Nick Cassavetes sounded a wee bit scared back in early June, three weeks before the premiere of The Notebook. Understandably so. Though confident in the quality of his period romance, the director likely knew that with no major stars, a car-chase-free plot, and a narrow target audience, The Notebook stood to be ignored opposite the season's more expensive, heavily marketed, mass-appeal blockbusters. ''We're opening against Spider-Man 2!'' Cassavetes exclaimed.
Yet, while Doc Ock sported the summer's mightiest arms, The Notebook proved to have some of the season's strongest legs. Opening moderately well five days before the Spidey sequel's bow, Cassavetes' movie, budgeted at just $31 million, earned $77 million over the following two months -- a surprisingly hefty take that points to an unusual trend this summer.
The season was marked by historic hits (Shrek 2) and maddening misses (The Chronicles of Riddick), studios happy (Twentieth Century Fox, home to six consecutive $20 million openers) and studios sad (Disney, which went from Mouse House to Flop House).

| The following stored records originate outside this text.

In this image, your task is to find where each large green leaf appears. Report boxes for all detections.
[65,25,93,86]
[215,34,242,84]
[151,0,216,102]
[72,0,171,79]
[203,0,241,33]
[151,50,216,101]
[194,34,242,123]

But bubbling underneath those headlines were a wide variety of low- to moderately budgeted films, the kind that rarely make much money, which drew crowds thanks to extended theatrical runs and strong word of mouth -- movies ranging from the corny comedy Dodgeball: A True Underdog Story to the adult-oriented The Terminal; from the kid-baiting Garfield: The Movie to the indie freakshow Napoleon Dynamite; from the heebie-jeebfest Open Water to the gut-busting documentary Super Size Me. ''The luxury of making a [relatively] inexpensive movie,'' says Toby Emmerich, production president at New Line (a division of EW parent Time Warner), which released The Notebook, is that ''if it does hang in there, you can hit profitability.''
The success of less heralded fare depends on keen distribution patterns and viewers ''coming out and talking up those films,'' says producer Clifford Werber, whose A Cinderella Story benefited from strong audience chatter and little direct teen-flick competition. Produced for less than $20 million, the Hilary Duff fairy tale earned more than $50 million and seems poised to live happily ever after in the home-video market.
''Even though the summertime is very competitive,'' Emmerich says, ''every day is a weekend, to some extent. A lot of people [have free time].'' And a lot of minor movies thus have a better chance of being seen.
Especially, perhaps, as an alternative during blockbuster season. ''The industry has created a movie-watching ritual,'' says Fox production president Hutch Parker. ''We've sort of trained the audience that we are going to event-ize every release. They come on Friday night, but by the second week they're focused on the next event.'' It's now common for the typical Van Helsing or Village to earn more than $50 million in its debut, only to lose about 60 percent of its viewers after a week. (The growth of the multiplex virtually ensures that anyone who wants to see a new movie can score a ticket on opening weekend.)